Canon Adrian is on his annual leave; this week's reflection is from Revd Devin:


Today the church remembers William Wilberforce (1759-1833), Olaudah Equiano (c.1745-1797), and Thomas Clarkson (1760-1846). Wilberforce studied (so to speak — by his own admission he spent far more time cavorting than studying) at Cambridge, where he met Thomas Clarkson. It was at a University sermon at Great St Mary's, preached by Peter Peckard, that inspired Clarkson to become an abolitionist; Clarkson in turn convinced Wilberforce to join the abolitionist movement, a movement which included Equiano, a writer and abolitionist who was kidnapped and sold as a child from present-day Nigeria, and who immigrated to Britain after purchasing his freedom, settling in Soham just north of Cambridge, where he wrote his compelling autobiography of his life as a slave.
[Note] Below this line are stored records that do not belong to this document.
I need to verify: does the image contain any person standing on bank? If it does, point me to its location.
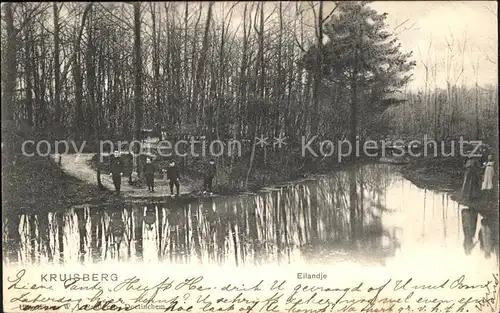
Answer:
[109,150,123,194]
[462,157,481,202]
[167,161,180,196]
[203,160,217,194]
[144,158,155,192]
Their work to bring about the end of the British slave trade took decades to enact. Horrifying as it may be to consider now, abolition of slavery was a controversial issue, and many Britons argued that the kidnapping and selling of human beings was a perfectly moral practice which they believed to be supported by holy scripture even as Christians such as Wilberforce, Clarkson, and Equiano were driven by the Christian faith to work to end slavery. And while Parliament ended the slave trade in 1807, it wasn't 1834, a year after Wilberforce died, before slavery itself was abolished in the British Empire — compensating slave owners to the tune of £2.5 billion in present day currency, and requiring slaves to continue to work for their former owners for six more years as 'apprentices'.


Abolition was a long and complex journey, and one which offers very little scope for national self-congratulation. And it is in that complexity that Wilberforce, Clarkson, and Equiano's faith may have been most important — for our Christian faith does more than teach us a moral code (both St Paul and many thoughtful atheists both agree that moral law is not the sole province of the Divine). Our faith gives us the persistent courage and hope which enables us to strive for justice over long years wandering through in the wilderness. We don't expect easy victories and quick journeys; we know we will get things terribly wrong, that we will be tempted to worship our own privileges and safety, that we will compromise where we should insist, dig in when we should compromise, and whitter that division is worse than injustice even as we turn against one another. But we persist, we repent, and again and again when we are lost we seek out the Good Shepherd whose love is perfect freedom.


God our deliverer, who sent your Son Jesus Christ to set your people free from the slavery of sin: grant that, as your servant William Wilberforce toiled against the sin of slavery, so we may bring compassion to all and work for the freedom of all the children of God; through Jesus Christ your Son our Lord, who is alive and reigns with you, in the unity of the Holy Spirit, one God, now and for ever. Amen.